Nella casa in campagna si presenta Nanni l’Orbo, questa volta portando i due figli di Gesualdo, Nunzio e Gesualdo, ormai cresciuti. Nanni chiede ulteriori terre per mantenere i figli e Gesualdo accetta alla vista dei due garzoni.
Nella casa di campagna sono ospiti anche la zia Sarina Cimerna, colei che era presente al matrimonio, e il nipote Corrado la Gurna. Questi, giovane ragazzo, s’innamora di Isabella e con lei trascorre piacevoli giornate nella campagna, tra letture e racconti. Ma Don Gesualdo, di origine umile, non riesce a comprendere le finezze della letteratura o dell’animo sognante adolescenziale: durante una cena Gesualdo afferma rivolgendosi al giovane Corrado, che la poesia è un’inutile perdita di tempo peraltro infruttuosa. La zia Cimerna tenta di impartire una lezione sul romanticismo ma Don Gesualdo scaraventa il libro sul piatto della donna e in modo rozzo le chiede se di cultura si possa vivere. L’atto rude del padre suscita l’indignazione della figlia che disprezza ancor più il padre vergognandosi di lui. Per questo motivo la convivenza tra padre e figlia diventa impossibile quando il Gesualdo decide di ostacolare la relazione tra Corrado e Isabella, ormai in cinta di lui.
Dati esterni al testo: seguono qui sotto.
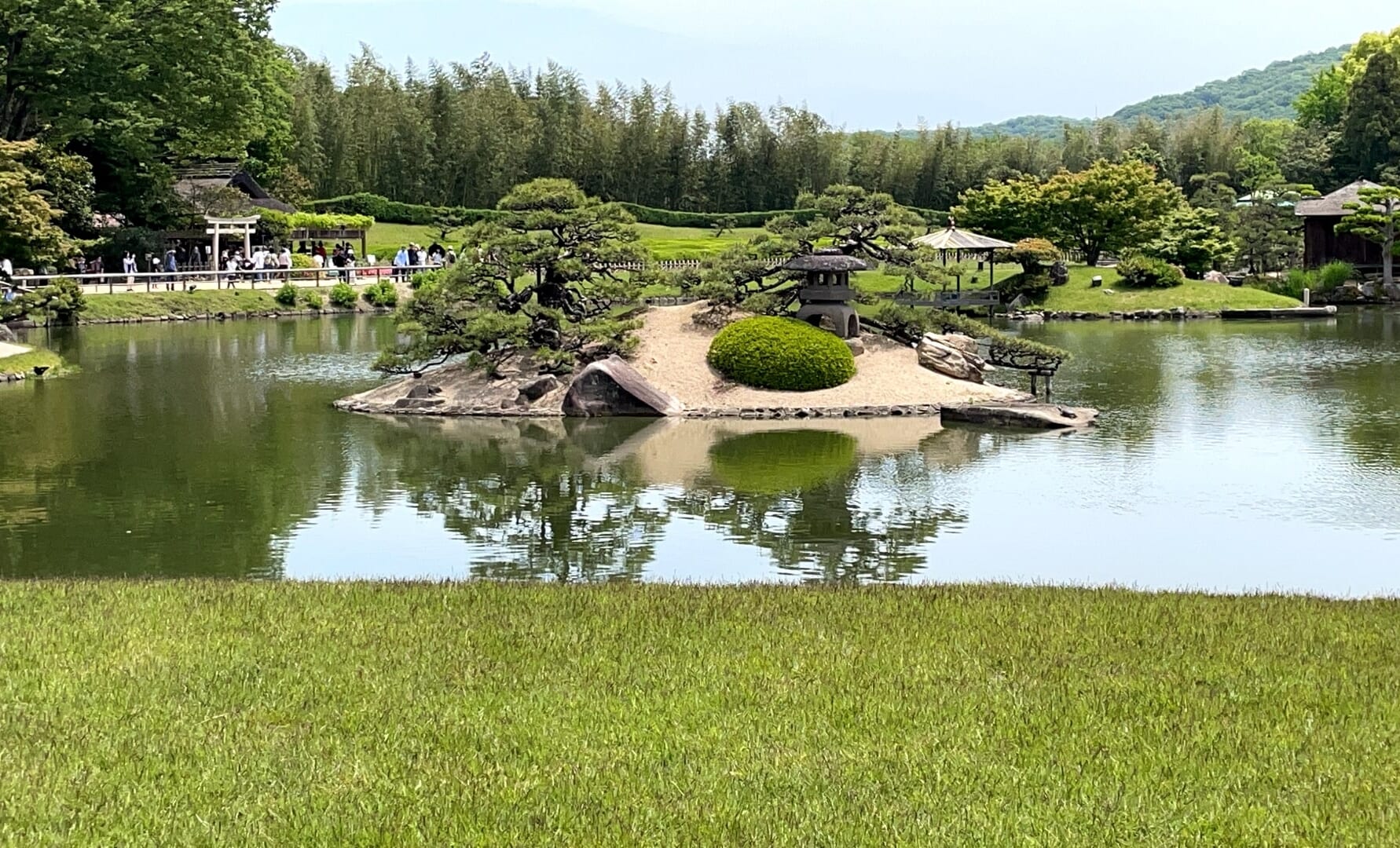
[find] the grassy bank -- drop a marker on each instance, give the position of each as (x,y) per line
(25,363)
(233,714)
(159,304)
(1207,297)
Il cugino Corrada viene fatto arrestare dal padre e mandato in esilio, mentre la ragazza è momentaneamente spedita in un monastero. La madre vorrebbe vedere la figlia ma non può, lo stress causato dalla separazione e la sua salute cagionevole fanno ammalare Bianca.
Mastro Don Gesualdo intanto procura un matrimonio di riparazione alla figlia: attirato dalla ricca dote, dà in sposa Isabella al Duca di Leya. La figlia non è d’accordo ma dopo varie pressioni del padre anch’essa cede. Questo matrimonio risulta invece una scelta fallimentare poiché il genero sperpera tutto il denaro di Don Gesualdo e non ama affatto la moglie. La figlia minaccia di suicidarsi perché infelice e la madre Bianca vorrebbe vedere la figlia. La situazione di Bianca peggiora e in fin di vita si fa promettere dal marito che essi non si sarebbe risposato. Viene a mancare Bianca. Ora Don Gesualdo è solo e abbandonato da tutti, persino dai servi.
Don Gesualdo ha lancinanti dolori allo stomaco e per cui ha bisogno di un medico che diagnostichi la malattia. Viene prima ospitato dal marchese Limoli poi da Don Ferdinando. Il genero, che tanto disprezza il suocero, vuole accaparrarsi l’eredità perciò obbliga Gesualdo a trasferirsi a Palermo nel suo palazzo promettendogli le migliori cure. Gli viene diagnosticato un cancro allo stomaco e per cui per Mastro Don Gesualdo non ci sono più speranze di vita. Egli non riesce ancora a farsi accettare dalla figlia e in fin di vita ripercorre alcuni momenti della sua vita come il momento in cui spedì la figlia in collegio: già all’epoca aveva notato quanto la figlia assomigliasse alla madre ed era per niente compatibile a lui. Muore assistito solamente da un servo il quale si sbeffeggia di lui e ritiene il compito affidatogli indegno persino per lui.